- Film poster
- Directed by: Stanley Kwan
- Screenplay by: Edward Lam
- Based on: Red Rose, White Rose by Eileen Chang
- Produced by: Wong Cheuk-hon
- Starring: Joan Chen
- Cinematography: Christopher Doyle
- Edited by: Brian Schwegmann Chan Kong-Hiu
- Music by: Siu Chung
- Production companies: First Film Organisation Golden Flare Films Co., Ltd.
- Release date: 10 December 1994 (Hong Kong);
- Running time: 110 minutes
- Country: Hong Kong
- Language: Mandarin

= Red Rose White Rose =

1994 Hong Kong film by Stanley Kwan

Red Rose White Rose (紅玫瑰白玫瑰 (Hóng méi guī bái méi guī)) is a 1994 Hong Kong drama film directed by Stanley Kwan, based on the novella Red Rose, White Rose by Eileen Chang.

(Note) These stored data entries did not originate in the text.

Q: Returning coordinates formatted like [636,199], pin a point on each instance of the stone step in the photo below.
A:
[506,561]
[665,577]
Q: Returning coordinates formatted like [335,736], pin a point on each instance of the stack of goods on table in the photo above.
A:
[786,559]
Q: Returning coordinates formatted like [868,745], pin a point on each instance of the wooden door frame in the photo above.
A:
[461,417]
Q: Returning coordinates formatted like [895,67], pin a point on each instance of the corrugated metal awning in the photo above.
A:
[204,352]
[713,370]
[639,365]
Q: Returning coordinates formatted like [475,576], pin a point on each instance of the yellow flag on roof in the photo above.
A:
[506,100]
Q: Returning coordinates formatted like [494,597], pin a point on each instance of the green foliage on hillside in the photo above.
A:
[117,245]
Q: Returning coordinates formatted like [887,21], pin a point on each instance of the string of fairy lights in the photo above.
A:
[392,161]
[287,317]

It was entered into the 45th Berlin International Film Festival.

==Plot==
Set in 1930s and 1940s Shanghai, the film follows Tong Zhenbao (Winston Chao), a Western-educated Chinese man navigating between passion and propriety. After brief romances abroad with a Parisian prostitute and a Eurasian woman named Rose in England, Zhenbao returns to Shanghai and becomes a lodger in the home of his friend Wang Shihong.

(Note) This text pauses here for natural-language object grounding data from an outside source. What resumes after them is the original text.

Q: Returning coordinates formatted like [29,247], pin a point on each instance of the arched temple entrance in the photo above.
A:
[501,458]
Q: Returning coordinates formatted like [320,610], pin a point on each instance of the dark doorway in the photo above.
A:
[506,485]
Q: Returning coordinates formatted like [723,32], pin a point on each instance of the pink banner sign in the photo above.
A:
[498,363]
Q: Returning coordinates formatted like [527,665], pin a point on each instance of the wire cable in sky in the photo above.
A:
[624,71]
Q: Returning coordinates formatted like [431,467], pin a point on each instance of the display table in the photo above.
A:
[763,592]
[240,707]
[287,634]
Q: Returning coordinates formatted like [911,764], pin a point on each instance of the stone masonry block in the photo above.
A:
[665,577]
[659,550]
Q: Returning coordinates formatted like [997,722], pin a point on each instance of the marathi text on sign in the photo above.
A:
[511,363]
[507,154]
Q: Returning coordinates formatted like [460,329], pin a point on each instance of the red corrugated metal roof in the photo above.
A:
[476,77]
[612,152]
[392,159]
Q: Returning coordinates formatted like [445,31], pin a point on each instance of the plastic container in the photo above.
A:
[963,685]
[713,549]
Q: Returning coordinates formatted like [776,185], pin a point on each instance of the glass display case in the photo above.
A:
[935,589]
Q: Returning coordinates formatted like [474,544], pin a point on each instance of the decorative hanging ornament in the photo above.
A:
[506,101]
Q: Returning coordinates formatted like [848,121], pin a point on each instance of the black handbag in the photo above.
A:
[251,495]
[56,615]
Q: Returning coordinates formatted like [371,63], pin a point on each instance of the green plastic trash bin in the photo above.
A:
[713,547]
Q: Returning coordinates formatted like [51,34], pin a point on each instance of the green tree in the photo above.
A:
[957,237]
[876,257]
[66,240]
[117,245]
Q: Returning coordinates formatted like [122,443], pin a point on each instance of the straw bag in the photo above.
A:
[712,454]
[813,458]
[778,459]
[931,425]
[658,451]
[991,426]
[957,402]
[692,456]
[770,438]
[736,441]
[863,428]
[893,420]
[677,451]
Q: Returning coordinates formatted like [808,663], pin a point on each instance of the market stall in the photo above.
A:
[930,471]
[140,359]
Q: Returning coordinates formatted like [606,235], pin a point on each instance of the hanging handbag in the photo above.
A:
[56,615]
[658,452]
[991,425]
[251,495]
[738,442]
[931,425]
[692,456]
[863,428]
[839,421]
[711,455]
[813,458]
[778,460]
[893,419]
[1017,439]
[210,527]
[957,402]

Zhenbao begins a passionate affair with Wang Jiaorui (Joan Chen), his friend's wife, whom he thinks of as his "red rose." Despite his feelings for her, Zhenbao ends the relationship to preserve his reputation as a respectable man. He instead marries Meng Yanli (Veronica Yip), a refined and proper woman he considers his "white rose."

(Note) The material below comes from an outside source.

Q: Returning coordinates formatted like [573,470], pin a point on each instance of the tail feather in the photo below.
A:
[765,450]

However, Zhenbao soon grows restless and irritated with his dutiful wife. After he discovers Yanli's secret affair with her tailor, she suffers a nervous breakdown but eventually recovers. The film concludes with Zhenbao encountering Jiaorui by chance on a streetcar years later, prompting him to reflect on his choices.

==Cast==
- Joan Chen as Wang Jiao-Rui
- Winston Chao as Tung Zhen-Bao
- Veronica Yip as Meng Yen Li
- Zhao Chang as Tung Tu-Bao
- Shi Ge as Rose
- Shen Hua as Mr. Chang
- Shen Tong Hua as Wang Ze Hong
- Shen Fan Qi as Wei Ying
- Yanyu Lin as Wu Ma
- Sabine Bail as Purple Rose

==Production==
The film was produced by First Film Organisation Limited with Wong Cheuk-hon (黃卓漢) serving as producer.

==Release==
Red Rose White Rose was released in Hong Kong on 10 December 1994 and was screened at the Berlin International Film Festival in February 1995. In the Philippines, the film was released exclusively at SM Megamall beginning on 5 May 1995.